In suing Walgreens and CVS, Florida's attorney general joins her counterparts in several other states, plus more than a thousand cities and counties across the country, that have taken the nation's largest companies to court to try to recoup the costs of the opioid epidemic.
That includes the city of Clearwater, which earlier this month sued many of the same  companiesthat Bondi has sued, including Walgreens.
Lawyers for the city say its workers compensation and employee health care plans have shelled out nearly $200,000 on opioid prescriptions alone over the past six years, and it's spent $71,841 in grants to a facility that treats city residents for addiction.
That's on top of the human cost. Between 2014 and 2016 alone, 643 people in Pinellas County died from opioid-related causes.
"There are repercussions from the opioid issue that we do have to deal with," Clearwater City Attorney Pam Akin said. "It's important for us to protect our position and potentially recover some of those costs."
Bondi's lawsuit could reap billions for the state.
Between 1999 and 2016, more than 200,000 people nationwide have died from overdoses related to prescription opioids, including thousands of Floridians, according to Bondi's lawyers. Opioids killed nearly 6,000 people in the state in 2016 alone, their complaint states.

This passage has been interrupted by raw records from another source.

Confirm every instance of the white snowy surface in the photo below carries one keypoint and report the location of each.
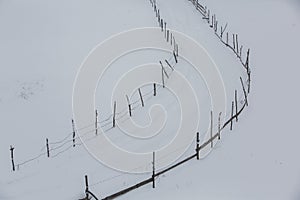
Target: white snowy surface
(42, 45)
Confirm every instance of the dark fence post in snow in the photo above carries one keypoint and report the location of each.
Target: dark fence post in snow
(86, 187)
(141, 97)
(12, 157)
(175, 57)
(162, 76)
(233, 41)
(47, 146)
(231, 119)
(114, 117)
(197, 146)
(227, 39)
(245, 94)
(168, 33)
(74, 133)
(236, 106)
(211, 130)
(219, 126)
(96, 122)
(129, 106)
(153, 171)
(237, 44)
(165, 29)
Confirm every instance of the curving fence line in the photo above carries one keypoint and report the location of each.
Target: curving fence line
(235, 112)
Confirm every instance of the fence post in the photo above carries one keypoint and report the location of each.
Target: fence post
(236, 106)
(175, 57)
(219, 126)
(211, 130)
(237, 44)
(114, 116)
(197, 145)
(162, 76)
(227, 39)
(129, 106)
(141, 97)
(245, 94)
(47, 146)
(96, 122)
(86, 187)
(168, 33)
(233, 41)
(231, 119)
(153, 171)
(12, 157)
(74, 134)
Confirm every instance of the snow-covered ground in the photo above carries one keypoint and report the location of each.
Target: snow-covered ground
(44, 43)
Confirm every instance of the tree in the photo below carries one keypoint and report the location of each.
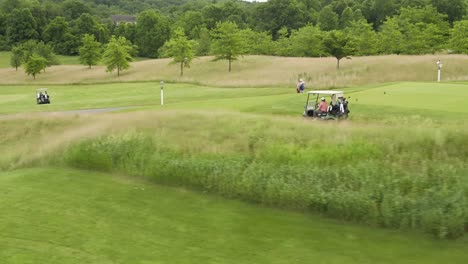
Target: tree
(227, 43)
(459, 37)
(17, 57)
(203, 43)
(117, 54)
(34, 65)
(180, 49)
(347, 17)
(73, 9)
(328, 19)
(152, 31)
(276, 14)
(257, 43)
(21, 26)
(337, 44)
(56, 33)
(455, 9)
(45, 51)
(90, 52)
(363, 38)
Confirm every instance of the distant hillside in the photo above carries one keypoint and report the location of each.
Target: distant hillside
(261, 71)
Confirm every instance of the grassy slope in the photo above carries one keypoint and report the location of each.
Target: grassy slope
(68, 216)
(433, 100)
(259, 71)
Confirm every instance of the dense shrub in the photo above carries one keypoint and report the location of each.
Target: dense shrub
(353, 181)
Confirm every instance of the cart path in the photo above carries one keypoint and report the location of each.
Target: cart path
(94, 110)
(73, 112)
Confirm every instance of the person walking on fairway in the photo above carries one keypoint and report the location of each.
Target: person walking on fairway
(300, 86)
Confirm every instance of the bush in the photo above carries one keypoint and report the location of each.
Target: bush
(352, 181)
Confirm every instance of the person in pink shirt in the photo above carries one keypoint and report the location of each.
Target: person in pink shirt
(323, 106)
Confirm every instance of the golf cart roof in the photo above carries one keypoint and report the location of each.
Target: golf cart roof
(330, 92)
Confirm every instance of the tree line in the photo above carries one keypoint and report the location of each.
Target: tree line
(301, 28)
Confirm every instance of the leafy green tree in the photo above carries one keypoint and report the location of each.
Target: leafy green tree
(338, 44)
(90, 52)
(117, 54)
(424, 30)
(459, 37)
(203, 46)
(56, 33)
(180, 49)
(34, 65)
(21, 26)
(347, 17)
(276, 14)
(40, 49)
(73, 9)
(227, 42)
(257, 43)
(454, 9)
(152, 31)
(17, 57)
(328, 19)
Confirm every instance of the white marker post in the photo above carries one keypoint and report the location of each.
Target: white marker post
(162, 93)
(439, 69)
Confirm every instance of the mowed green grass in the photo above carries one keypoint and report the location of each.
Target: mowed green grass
(55, 215)
(255, 71)
(425, 100)
(67, 216)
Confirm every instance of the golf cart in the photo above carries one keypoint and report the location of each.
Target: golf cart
(42, 96)
(336, 108)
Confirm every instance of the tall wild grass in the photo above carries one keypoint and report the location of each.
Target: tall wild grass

Florida continues to suffer "massive losses" from opioids, her lawyers say, including from medical, unemployment and law enforcement costs, and from lost productivity and tax revenue.

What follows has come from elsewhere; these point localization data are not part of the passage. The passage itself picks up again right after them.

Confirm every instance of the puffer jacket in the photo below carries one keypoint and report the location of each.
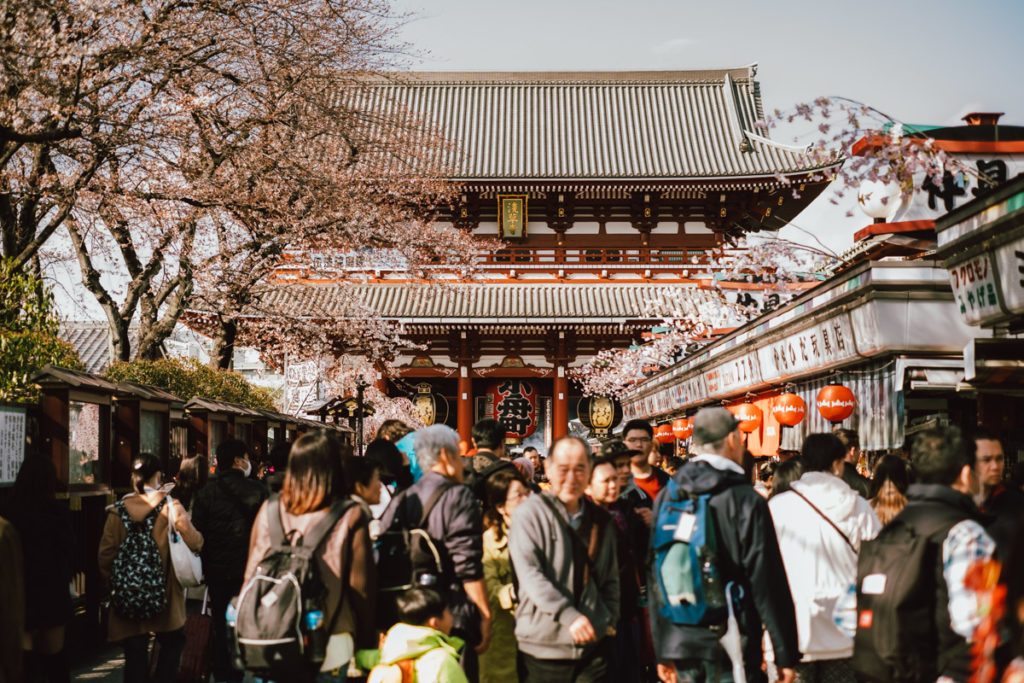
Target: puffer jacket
(435, 655)
(820, 565)
(223, 512)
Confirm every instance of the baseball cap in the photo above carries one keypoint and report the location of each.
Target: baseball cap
(713, 424)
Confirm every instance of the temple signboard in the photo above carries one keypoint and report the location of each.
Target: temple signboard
(512, 216)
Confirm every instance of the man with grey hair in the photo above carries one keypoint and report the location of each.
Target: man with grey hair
(451, 515)
(748, 556)
(563, 550)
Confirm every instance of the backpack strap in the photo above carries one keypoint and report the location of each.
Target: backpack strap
(830, 522)
(148, 521)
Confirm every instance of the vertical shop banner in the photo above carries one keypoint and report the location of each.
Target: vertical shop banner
(12, 425)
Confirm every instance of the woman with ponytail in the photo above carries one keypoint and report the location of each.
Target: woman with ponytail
(146, 501)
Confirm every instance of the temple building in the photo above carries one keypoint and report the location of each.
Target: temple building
(609, 191)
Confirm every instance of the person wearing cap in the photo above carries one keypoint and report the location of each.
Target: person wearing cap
(631, 496)
(749, 557)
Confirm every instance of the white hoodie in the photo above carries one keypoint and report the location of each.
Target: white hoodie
(820, 566)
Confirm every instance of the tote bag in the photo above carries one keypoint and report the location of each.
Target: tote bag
(187, 565)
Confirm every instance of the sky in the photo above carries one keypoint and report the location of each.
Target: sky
(921, 62)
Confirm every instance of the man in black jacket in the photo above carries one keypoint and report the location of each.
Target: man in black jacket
(223, 512)
(455, 522)
(748, 556)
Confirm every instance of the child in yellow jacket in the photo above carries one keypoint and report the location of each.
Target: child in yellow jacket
(419, 648)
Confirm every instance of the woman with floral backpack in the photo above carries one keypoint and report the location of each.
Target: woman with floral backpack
(134, 557)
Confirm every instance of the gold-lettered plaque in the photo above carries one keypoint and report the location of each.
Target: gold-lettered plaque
(512, 217)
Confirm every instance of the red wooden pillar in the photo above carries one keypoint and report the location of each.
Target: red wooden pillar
(54, 430)
(199, 435)
(560, 404)
(259, 440)
(465, 401)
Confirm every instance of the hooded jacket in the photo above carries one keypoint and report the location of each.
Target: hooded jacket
(436, 655)
(819, 564)
(750, 556)
(544, 560)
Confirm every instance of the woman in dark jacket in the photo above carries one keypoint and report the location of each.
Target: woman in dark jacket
(47, 543)
(345, 559)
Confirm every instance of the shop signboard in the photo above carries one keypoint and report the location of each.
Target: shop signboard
(1010, 265)
(818, 346)
(974, 285)
(735, 375)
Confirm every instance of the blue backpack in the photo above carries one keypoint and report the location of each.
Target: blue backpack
(688, 588)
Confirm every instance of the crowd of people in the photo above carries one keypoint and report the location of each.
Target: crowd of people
(427, 559)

In May, she sued some of the nation's largest drug makers and distributors, including Purdue Pharma, the creator of the opioids OxyContin and Dilaudid; Endo Pharmaceuticals, which makes the drugs Percocet and Opana; and Johnson & Johnson and some of its subsidiaries, which make the drugs Duragesic and Tapentadol.
Last week's amended complaint adds new details about what her lawyers describe as an elaborate, decades-long scheme to ship billions of opioids to Floridians.

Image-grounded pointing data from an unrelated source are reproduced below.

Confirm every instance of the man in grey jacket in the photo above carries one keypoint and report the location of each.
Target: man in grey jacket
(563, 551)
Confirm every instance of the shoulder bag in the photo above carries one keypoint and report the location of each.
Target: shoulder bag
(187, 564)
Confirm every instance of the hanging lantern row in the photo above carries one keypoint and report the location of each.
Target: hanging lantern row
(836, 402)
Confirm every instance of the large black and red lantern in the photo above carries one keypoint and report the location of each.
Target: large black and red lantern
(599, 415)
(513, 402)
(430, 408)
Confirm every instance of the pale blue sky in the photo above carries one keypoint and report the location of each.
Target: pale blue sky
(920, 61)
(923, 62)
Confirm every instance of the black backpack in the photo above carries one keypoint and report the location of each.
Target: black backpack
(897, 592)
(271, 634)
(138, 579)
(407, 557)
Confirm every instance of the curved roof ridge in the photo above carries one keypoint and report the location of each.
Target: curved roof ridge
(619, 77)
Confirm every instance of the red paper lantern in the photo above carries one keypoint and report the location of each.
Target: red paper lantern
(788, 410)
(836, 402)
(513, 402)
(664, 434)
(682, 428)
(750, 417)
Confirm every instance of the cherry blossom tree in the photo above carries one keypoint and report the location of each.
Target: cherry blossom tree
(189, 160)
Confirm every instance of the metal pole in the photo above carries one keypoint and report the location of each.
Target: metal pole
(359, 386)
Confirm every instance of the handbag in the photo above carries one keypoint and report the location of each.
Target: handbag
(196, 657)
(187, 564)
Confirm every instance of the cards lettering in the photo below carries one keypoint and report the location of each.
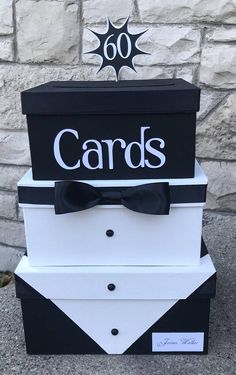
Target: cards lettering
(106, 149)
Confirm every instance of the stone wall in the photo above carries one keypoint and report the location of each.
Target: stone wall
(42, 40)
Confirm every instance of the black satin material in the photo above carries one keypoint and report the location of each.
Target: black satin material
(71, 196)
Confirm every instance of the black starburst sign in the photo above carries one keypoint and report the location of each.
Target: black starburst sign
(117, 47)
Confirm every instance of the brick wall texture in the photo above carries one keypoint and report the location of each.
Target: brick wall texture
(43, 40)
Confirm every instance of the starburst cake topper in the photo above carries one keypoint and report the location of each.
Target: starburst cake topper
(117, 47)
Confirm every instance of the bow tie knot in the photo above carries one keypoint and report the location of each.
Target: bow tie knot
(73, 196)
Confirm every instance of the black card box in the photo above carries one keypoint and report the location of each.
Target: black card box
(112, 130)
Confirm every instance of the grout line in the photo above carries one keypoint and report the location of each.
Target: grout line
(15, 247)
(15, 49)
(202, 42)
(81, 30)
(213, 109)
(136, 10)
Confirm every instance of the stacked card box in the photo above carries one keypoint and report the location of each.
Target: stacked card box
(113, 218)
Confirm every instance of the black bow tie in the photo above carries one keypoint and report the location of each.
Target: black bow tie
(72, 196)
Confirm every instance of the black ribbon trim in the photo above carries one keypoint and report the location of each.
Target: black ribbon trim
(73, 196)
(178, 194)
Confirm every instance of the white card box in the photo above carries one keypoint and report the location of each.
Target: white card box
(159, 299)
(80, 238)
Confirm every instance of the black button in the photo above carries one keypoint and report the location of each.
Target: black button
(110, 233)
(114, 331)
(111, 287)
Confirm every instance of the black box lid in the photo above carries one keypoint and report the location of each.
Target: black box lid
(93, 97)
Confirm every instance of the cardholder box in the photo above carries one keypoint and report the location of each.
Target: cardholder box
(149, 310)
(112, 130)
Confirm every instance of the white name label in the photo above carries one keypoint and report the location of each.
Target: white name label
(177, 341)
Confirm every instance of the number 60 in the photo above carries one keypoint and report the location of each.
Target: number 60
(117, 47)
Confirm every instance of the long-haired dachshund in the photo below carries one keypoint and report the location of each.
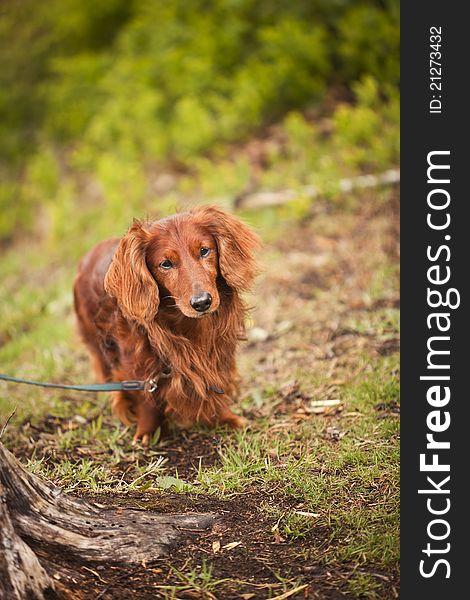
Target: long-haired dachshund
(163, 303)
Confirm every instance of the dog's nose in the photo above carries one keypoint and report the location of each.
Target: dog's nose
(201, 302)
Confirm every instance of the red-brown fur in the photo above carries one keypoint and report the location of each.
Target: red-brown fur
(136, 318)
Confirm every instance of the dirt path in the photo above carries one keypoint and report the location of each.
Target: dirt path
(320, 320)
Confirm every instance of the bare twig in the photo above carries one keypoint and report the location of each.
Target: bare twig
(261, 199)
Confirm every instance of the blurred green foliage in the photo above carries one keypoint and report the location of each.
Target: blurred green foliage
(94, 95)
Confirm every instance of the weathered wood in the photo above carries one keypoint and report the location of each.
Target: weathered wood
(38, 522)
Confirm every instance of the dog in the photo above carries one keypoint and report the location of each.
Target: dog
(164, 303)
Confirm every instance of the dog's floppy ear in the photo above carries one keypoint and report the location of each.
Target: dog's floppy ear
(129, 280)
(236, 244)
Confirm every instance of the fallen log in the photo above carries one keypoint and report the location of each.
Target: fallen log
(39, 522)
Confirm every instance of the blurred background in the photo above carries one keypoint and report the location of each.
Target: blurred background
(118, 108)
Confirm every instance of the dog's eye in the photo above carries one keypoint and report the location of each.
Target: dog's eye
(166, 264)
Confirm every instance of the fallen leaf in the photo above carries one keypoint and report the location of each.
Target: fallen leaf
(231, 546)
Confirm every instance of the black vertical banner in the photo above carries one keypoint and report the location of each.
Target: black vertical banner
(435, 506)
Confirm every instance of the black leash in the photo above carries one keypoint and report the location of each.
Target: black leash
(133, 385)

Lawyers note in particular how the companies paid influential pain management doctors and funded chronic pain organizations in order to spread "misinformation" about opioids.
The companies gave millions to organizations like the American Pain Foundation, for example, which described itself as "the largest advocacy organization for people with pain."
Although it described itself as an independent nonprofit, 88 percent of the group's funding came from drug makers, and it spread misinformation about the risks of opioid addiction before shutting down in 2012, according to the complaint.
Cephalon, an opioid maker, relied on such front organization to gain a foothold into the drug market. The company cited a study authored by Dr. Russell Portenoy, an influential pain doctor, and co-authored by several doctors on Cephalon's speakers' bureau, lawyers wrote.
Portenoy, who is not a defendant in Florida's lawsuit, did not respond to a request for comment. But in 2012, he told the Wall Street Journal that he was having second thoughts about what he'd said about the drugs.
"Did I teach about pain management, specifically about opioid therapy, in a way that reflects misinformation? Well, against the standards of 2012, I guess I did," Portenoy told the paper. "We didn't know then what we know now."
The drug distributors also "turned a blind eye" to the sheer number of opioids and suspicious orders throughout the state, lawyers allege.
The distributors paid data miners for "highly detailed data on opioid prescribing, sales, and distribution" — including data from other companies — that showed the massive amount of pills being shipped to, and prescribed in, Florida.
A single pharmacy in Hudson, with a population of 34,000, bought 2.2 million opioids in 2011 alone, for example.
Florida law requires distributors to note such suspicious actions, but none of the companies named in the lawsuit notified any law enforcement or regulatory body in Florida about them, according to Bondi's lawyers.
"Defendants knew that widespread diversion of opioids was occurring in Florida, but turned a blind eye in order to earn higher profits," the lawyers state.